Get a Head Start On Your Summer Job

The time to look for your summer job is NOW!

Summer Jobs, Part 2

Then again...

In a perfect world, everyone would have a job they love. But, this isn't a perfect world, which explains why some people have to work at McDonald's. Actually, one could argue that the fact that McDonald's even exists is in itself proof of an imperfect universe, but I digress.

If you can't find a job that connects to something you love to do, then you might consider looking for a job that provides the money to do what you want to do. Knowing that your hard work is going to result in a better car, some new clothes or even just some extra cash to blow on the weekend can make the workday seem a little more rewarding. Instead of focusing on the work, focus on the benefits that come with having a job.

Thinking about the positive things that your job can bring will help you appreciate the job and can even provide the motivation to make it through those long afternoons when you're pushing shopping carts around the parking lot.

Your AD/HD: To Tell or Not To Tell

Having a job isn't like going to school. Your employer probably knows even less about AD/HD than your teachers do. What's more, you're being paid to work and people tend to expect you to stay on task. This can be a real challenge for someone who has AD/HD and is all the more reason why you should find some way to keep yourself motivated.

You're not required to tell your employer that you have AD/HD. My advice: keep your mouth shut. If you were going to spend your life in this particular job, then you might think about saying something about your AD/HD and what can be done to help. But, for a summer job, it's just not worth the hassle.

Sometimes the best information is no information at all. If you tell your employer that you have AD/HD, then you run the very real risk of having that information used against you - even if your employer doesn't mean to. People tend to find what they are looking for, and if you say, "I have AD/HD," then your employer may start looking for you to be wasting time and causing trouble. Fight the impulse to talk about it and just focus on doing the job.

There are some accommodations that you can make for yourself that can help you compensate for your AD/HD. Learn to repeat instructions back to the person who is talking to you, like this:

Employer: Why don't you fold those boxes and put them on the second shelf?

You: OK, I'll fold the boxes and put them on the second shelf.
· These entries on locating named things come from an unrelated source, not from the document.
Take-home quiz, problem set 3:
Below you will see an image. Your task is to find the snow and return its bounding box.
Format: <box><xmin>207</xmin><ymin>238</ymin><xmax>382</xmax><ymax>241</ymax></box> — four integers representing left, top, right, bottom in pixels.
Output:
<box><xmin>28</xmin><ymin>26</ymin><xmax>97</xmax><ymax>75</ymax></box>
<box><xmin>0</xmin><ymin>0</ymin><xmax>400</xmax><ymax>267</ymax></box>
For longer directions and other important information, make a habit of carrying a notepad and a pen and writing it down. Some people like to use a Palm Pilot to accomplish this same thing, but I've found that notepads are cheaper and I don't feel as bad when I lose them. Use whatever works best for you.

What about medications?

The day you start a new job is not the time to decide to stop taking meds. If you function better on Ritalin or some other medication, then do everybody a favor and stick with it over the summer just like you would during the school year. Be discreet about any medications that you may need. Employers don't like to see their employees popping pills at work, especially when that pill is a Schedule II drug that has a reputation for being abused, like Ritalin, Dexedrine or Adderall. You can avoid this by using one of the once-daily medications.

Drug Testing

Depending on your job, you may be required to take a drug test. AD/HD medications will show up as "hot" for amphetamine use. This could cause problems unless you know how to handle it.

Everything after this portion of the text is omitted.